Prescription charges system needs overhaul says RPS in England
National Audit Office report highlights 30% fines withdrawn
Responding to the National Audit Office’s Investigation into penalty charge notices in healthcare, Chair of the Royal Pharmaceutical Society in England Sandra Gidley said:
“The National Audit Office has highlighted some important issues around prescription charge fines.
“It is important that we protect every single NHS pound so it can be spent on caring for the public. Pharmacists understand and support this. However, the NAO identifies the current system is too complicated and bureaucratic and there’s plenty of room for improvement. The system needs to be simplified before we start to criminalise those that make a genuine mistake navigating it.
“Pharmacists should not be the prescription police – they want to spend their time helping people with their medicines rather than checking their exemption status.

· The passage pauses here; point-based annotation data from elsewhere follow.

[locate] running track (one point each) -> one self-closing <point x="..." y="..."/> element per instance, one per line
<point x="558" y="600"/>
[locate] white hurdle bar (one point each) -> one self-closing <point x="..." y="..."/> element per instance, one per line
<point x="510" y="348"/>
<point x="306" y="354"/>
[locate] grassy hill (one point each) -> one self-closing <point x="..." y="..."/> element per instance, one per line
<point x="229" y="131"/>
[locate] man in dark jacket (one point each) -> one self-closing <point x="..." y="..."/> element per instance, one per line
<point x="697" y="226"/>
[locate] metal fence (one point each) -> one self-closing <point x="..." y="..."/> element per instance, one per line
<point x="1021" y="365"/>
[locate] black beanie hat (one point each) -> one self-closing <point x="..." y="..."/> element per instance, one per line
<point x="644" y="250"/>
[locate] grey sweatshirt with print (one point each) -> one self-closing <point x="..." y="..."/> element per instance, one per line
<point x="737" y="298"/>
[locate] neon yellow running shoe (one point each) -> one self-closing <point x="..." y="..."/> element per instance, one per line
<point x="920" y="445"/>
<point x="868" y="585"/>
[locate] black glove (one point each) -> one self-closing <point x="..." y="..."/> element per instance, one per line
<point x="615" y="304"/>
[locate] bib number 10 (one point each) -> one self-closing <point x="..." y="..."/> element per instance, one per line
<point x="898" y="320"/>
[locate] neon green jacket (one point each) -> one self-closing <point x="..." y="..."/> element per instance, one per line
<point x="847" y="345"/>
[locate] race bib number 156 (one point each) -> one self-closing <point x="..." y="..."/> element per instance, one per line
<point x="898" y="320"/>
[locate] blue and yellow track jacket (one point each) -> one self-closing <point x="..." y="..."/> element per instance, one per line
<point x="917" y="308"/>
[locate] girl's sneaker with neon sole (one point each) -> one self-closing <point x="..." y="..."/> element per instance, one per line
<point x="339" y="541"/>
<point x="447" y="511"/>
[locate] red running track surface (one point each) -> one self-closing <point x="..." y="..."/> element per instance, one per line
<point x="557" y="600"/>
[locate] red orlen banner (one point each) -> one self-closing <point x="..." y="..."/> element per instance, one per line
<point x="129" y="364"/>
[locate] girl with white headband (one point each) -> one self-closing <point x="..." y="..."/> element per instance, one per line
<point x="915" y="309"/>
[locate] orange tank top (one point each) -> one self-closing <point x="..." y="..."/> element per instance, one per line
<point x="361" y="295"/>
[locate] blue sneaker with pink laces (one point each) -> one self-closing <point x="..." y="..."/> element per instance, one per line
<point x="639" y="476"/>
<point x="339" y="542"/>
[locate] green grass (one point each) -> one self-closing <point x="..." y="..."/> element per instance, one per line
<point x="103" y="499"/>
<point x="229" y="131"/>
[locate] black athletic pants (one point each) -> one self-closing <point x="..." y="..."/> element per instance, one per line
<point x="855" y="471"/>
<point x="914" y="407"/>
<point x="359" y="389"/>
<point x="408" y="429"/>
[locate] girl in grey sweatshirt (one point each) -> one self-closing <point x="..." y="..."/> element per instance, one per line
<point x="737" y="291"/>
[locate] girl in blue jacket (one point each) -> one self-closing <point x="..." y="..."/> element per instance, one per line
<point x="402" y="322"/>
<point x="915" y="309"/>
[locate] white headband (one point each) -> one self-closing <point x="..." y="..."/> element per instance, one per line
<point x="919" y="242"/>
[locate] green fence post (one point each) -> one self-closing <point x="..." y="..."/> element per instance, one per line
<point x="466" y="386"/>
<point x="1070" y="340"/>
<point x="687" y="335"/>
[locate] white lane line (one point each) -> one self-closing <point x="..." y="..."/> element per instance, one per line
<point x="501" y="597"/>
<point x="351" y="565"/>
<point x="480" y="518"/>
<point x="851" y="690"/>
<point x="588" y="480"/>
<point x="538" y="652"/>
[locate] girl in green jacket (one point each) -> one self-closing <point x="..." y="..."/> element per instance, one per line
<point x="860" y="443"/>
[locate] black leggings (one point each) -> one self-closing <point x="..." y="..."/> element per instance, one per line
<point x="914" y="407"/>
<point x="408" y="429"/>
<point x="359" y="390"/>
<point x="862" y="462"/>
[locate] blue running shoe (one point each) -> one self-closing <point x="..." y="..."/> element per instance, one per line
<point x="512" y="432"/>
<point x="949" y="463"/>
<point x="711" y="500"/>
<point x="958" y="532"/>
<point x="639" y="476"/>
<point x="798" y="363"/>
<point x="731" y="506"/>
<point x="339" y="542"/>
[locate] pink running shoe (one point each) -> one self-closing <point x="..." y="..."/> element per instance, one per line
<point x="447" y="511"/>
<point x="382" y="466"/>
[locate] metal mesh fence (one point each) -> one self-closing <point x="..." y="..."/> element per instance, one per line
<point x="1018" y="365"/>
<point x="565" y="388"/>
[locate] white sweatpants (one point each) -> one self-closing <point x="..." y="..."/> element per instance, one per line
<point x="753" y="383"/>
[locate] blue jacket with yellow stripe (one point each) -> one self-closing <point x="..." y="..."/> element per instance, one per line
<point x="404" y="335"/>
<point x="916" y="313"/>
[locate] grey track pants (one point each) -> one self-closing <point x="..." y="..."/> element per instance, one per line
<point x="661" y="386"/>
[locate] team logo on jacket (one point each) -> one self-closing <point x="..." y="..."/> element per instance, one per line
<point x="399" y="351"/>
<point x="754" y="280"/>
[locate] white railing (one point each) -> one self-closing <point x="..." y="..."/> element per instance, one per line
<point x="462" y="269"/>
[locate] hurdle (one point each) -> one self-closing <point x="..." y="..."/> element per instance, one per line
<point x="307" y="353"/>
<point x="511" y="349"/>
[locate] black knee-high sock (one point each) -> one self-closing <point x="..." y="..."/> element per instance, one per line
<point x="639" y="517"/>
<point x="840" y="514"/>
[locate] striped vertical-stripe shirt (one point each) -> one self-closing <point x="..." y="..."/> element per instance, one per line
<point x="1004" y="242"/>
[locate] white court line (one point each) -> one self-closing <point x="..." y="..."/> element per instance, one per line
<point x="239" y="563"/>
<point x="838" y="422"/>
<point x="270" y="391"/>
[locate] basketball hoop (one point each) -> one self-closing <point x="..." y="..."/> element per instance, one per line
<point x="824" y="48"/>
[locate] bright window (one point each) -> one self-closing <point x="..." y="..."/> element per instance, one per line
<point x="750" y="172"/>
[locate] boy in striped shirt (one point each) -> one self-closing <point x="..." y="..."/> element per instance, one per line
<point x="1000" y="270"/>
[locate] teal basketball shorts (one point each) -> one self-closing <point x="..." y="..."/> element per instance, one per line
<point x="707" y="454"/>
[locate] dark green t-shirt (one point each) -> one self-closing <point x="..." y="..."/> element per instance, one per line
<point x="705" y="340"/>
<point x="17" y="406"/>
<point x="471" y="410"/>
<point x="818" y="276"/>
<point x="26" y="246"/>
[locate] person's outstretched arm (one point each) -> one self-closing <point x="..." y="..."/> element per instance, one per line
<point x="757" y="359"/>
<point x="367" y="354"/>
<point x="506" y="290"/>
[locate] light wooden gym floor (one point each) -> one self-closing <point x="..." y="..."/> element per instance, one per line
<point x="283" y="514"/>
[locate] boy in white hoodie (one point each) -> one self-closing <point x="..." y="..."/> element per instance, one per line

“Ultimately, it would be much simpler to have free prescriptions for everyone, as is the case in Scotland, Wales and Northern Ireland, because then no-one would have to worry about filling out a form of declaration. They would always have the medicines required, without having to make payment decisions. It would also enable the investment in issuing and monitoring penalty charge notices to be spent on patient care.
"The consequences of the relentless rise in prescription charges are well-known. Surveys from the Prescription Charges Coalition show that 1 in 3 people have not collected their prescription because of cost. If you can’t afford your medicines, you become more ill, which leads to poor health and expensive and unnecessary hospital admissions.
“Every day pharmacists are asked by patients who are unable to afford all the items their prescription which ones they could 'do without'. Patients shouldn't have to make choices which involve rationing their medicines. No-one should be faced with a financial barrier to getting the medicines they need.”